Я в этих рамках был всегда
И в них же утону,
И пусть простит мне голова,
Что жизнь я не ценю.
Постоянное шуршание, так близко, будто в самой голове, потихоньку приводило остатки разума к раздражению. Пальцы на ногах стали судорожно подёргиваться, нервно ощупывая местность в широких не по размеру ботинках. Открыв глаза, я не увидел ничего кроме темноты, но она же позволила разглядеть нечто, что скрывалось за пеленой только что очнувшегося рассудка.
Видения, будто наваждение, всколыхнули ровное дыхание и заставили раскрыть слепые глаза ещё шире.
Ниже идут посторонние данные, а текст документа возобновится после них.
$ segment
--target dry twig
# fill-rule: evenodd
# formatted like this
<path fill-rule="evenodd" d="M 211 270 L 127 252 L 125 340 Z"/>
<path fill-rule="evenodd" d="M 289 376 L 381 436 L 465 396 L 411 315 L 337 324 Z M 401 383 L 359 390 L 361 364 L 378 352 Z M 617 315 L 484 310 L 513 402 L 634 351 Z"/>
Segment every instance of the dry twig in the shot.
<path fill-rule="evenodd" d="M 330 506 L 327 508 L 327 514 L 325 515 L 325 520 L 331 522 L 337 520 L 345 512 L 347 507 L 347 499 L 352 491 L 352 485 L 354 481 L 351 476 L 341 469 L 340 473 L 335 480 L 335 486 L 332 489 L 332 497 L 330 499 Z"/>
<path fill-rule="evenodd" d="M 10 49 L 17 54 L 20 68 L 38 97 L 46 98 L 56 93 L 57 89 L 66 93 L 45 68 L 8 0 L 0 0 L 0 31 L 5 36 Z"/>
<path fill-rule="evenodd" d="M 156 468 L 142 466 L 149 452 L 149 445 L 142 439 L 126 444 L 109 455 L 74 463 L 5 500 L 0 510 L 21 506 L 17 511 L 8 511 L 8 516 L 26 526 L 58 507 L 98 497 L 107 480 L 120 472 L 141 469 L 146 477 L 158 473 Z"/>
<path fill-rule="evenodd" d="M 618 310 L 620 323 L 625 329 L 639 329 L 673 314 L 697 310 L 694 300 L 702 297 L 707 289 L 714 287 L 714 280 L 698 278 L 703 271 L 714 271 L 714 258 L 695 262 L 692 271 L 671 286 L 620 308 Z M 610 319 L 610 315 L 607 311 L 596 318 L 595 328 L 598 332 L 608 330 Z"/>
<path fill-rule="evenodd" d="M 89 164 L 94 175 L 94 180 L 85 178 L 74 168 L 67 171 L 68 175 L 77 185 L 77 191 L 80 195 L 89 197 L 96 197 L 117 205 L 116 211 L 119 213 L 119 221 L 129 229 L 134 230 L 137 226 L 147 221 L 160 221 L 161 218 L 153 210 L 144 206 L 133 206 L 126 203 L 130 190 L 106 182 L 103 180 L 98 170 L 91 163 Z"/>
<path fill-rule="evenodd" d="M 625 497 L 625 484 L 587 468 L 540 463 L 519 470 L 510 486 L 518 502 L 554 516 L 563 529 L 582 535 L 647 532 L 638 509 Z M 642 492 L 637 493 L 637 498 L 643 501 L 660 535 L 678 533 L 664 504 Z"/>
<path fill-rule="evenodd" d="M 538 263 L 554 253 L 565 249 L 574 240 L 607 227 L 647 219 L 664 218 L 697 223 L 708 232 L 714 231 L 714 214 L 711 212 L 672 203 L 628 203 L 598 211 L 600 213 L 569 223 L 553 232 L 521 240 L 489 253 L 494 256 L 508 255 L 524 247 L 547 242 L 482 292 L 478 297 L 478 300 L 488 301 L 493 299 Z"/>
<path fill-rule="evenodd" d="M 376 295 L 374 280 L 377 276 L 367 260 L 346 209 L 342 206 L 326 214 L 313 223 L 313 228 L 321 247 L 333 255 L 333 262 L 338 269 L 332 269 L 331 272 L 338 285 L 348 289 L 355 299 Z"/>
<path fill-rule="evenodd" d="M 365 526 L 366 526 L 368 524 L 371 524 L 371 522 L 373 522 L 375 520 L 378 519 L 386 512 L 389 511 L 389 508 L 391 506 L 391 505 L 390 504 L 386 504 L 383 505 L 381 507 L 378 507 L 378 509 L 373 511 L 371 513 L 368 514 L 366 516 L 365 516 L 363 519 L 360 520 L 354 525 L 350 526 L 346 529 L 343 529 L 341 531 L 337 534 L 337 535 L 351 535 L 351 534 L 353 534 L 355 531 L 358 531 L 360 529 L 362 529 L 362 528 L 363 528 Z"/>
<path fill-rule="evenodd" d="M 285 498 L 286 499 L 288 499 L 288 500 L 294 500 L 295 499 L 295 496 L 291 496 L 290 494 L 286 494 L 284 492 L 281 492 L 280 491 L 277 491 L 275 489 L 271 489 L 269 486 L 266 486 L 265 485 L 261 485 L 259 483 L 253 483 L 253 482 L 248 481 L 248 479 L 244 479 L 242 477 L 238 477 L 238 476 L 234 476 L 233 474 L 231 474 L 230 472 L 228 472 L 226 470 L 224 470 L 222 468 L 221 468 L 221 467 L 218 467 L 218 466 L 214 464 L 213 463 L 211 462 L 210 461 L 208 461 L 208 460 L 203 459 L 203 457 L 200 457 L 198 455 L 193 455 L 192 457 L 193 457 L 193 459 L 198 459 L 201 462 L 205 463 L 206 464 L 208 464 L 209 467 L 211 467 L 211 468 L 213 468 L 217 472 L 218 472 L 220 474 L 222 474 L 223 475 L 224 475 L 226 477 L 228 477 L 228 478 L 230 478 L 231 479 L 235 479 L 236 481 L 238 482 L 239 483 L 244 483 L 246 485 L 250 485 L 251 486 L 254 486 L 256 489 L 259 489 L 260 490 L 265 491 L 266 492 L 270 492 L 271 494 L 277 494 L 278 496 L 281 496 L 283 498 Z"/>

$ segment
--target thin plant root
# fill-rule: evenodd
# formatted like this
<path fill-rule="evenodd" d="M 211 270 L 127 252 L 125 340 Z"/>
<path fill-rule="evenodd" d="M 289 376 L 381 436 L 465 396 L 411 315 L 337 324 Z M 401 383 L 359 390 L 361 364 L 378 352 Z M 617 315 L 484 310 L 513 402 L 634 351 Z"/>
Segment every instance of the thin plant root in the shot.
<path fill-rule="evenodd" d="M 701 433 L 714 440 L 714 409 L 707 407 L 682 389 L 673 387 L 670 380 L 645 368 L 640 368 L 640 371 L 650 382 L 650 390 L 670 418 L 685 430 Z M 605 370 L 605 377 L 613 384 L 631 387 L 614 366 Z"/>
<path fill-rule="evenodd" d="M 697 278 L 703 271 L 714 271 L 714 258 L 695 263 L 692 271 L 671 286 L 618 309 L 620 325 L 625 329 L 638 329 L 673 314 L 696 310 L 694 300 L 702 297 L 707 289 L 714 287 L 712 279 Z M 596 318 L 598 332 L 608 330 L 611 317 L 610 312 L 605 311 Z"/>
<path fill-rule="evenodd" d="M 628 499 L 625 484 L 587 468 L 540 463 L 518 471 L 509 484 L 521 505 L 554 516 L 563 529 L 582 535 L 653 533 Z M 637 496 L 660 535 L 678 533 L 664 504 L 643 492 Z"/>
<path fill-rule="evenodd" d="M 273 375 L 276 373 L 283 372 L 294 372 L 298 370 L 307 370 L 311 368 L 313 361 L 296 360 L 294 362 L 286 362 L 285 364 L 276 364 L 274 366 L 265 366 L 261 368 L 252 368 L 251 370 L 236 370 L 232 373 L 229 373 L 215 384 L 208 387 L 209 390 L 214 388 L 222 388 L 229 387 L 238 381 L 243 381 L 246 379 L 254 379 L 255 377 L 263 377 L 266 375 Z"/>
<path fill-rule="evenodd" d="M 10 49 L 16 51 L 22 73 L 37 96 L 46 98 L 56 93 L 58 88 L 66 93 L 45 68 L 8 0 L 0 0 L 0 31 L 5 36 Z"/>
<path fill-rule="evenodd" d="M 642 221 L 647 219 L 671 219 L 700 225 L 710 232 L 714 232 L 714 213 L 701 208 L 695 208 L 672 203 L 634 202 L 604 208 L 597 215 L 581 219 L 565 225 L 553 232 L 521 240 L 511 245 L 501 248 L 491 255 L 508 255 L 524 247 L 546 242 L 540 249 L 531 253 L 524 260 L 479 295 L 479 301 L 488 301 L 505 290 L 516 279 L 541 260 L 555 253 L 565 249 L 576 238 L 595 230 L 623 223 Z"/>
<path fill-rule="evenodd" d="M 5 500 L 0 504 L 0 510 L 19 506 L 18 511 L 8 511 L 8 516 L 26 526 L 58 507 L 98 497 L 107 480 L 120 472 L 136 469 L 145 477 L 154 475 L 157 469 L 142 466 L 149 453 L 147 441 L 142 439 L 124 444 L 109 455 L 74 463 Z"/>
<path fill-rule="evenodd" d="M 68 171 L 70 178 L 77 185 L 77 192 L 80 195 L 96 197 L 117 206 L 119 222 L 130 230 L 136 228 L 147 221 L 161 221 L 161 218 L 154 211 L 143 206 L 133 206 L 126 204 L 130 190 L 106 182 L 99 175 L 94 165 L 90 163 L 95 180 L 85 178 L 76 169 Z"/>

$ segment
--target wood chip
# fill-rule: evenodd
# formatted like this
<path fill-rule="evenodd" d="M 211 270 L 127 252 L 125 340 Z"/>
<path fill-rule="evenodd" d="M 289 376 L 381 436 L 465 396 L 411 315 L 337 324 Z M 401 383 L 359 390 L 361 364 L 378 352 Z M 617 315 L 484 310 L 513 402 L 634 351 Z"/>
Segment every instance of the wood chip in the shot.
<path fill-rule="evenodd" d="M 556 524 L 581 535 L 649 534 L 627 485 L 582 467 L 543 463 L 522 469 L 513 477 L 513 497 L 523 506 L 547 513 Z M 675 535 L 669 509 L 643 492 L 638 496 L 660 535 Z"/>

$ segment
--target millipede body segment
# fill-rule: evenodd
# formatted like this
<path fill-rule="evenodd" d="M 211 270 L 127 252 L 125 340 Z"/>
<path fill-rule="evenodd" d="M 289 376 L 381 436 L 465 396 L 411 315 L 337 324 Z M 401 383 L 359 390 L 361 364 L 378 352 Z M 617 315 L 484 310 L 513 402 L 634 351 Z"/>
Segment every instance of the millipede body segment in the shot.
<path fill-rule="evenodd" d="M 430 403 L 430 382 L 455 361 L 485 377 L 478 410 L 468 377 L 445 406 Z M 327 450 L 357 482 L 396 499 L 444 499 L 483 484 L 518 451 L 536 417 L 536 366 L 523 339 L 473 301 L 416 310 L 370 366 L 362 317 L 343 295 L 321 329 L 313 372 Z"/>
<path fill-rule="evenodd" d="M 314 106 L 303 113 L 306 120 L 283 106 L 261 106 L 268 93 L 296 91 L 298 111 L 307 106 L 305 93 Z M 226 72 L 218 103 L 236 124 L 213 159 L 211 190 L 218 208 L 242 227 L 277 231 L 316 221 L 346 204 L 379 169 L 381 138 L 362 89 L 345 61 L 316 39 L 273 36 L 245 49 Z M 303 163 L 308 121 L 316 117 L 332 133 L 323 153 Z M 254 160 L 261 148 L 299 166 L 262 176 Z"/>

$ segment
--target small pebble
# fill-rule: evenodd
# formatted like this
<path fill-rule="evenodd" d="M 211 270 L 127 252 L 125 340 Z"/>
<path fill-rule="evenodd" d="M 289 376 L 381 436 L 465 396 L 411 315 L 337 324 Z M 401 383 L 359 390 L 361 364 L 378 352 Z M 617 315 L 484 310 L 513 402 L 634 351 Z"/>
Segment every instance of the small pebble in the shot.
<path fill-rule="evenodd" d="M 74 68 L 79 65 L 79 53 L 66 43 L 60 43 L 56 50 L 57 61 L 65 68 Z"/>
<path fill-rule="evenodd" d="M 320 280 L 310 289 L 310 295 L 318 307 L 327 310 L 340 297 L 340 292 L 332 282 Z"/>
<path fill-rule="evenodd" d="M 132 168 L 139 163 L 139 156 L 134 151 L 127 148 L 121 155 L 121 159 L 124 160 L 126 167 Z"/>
Половине проносящихся картинок поверить было сложно, остальным – страшно, но то, видно, была моя жизнь, такая призрачная и такая далёкая.
Нащупывая окружающее меня пространство, я невольно съёжился, предвкушая возможные варианты. Тьма не рассеивалась, как это бывало при пробуждении посреди ночи, а наоборот сгущалась. Тогда я подумал, что ослеп и сосредоточил внимание в ладонях и их ощущениях.
Что странно, воздух загустел и стоял так крепко, будто я застыл в смоле, как какое-нибудь насекомое. Но преодолев сопротивление, наконец определил четыре поверхности, такие шершавые, холодные, и почему-то сразу понял, какое пристанище избрало моё тело.
Замкнутое пространство то увеличивалось, то уменьшалось, сжимая и дробя кости, стены будто дышали, обжигая и знобя. Но в какой-то момент словно перестали существовать, обнажив всё сущее и потаённое.
Я мёртв. Слова пронеслись так отчётливо и сухо, на мгновение даже почудилось, что произнёс их не я. К несчастью, в бездушной коробке приятелей не наблюдалось, а моё сознание, тщетно боровшееся с сожалениями, проигрывало потоку колющих событий странной и бездарной жизни незнакомца.
Как конкретно я оказался в гробу, моя память не уточняла, но рассказ сознания, полный отрешённости и тоски, убеждал, что иного исхода себе представить я бы не смог. Однако, по какой причине смерть опаздывала, оставалось лишь предполагать. Неужели одиночество мой крест и после гибели, или может из-за статуса и количества прегрешений моё имя стояло внизу списка и ожидало очереди?
Как ни странно, кончина не пугала меня, а интерес к вопросам вечности давно затмил увлечённость жизнью. Единственное, чего я жаждал – это прозреть, для начала в буквальном смысле, ибо тьма привлекала лишь символически, а галерея из эпизодов терзали стыдом, чему я не мог воспротивиться.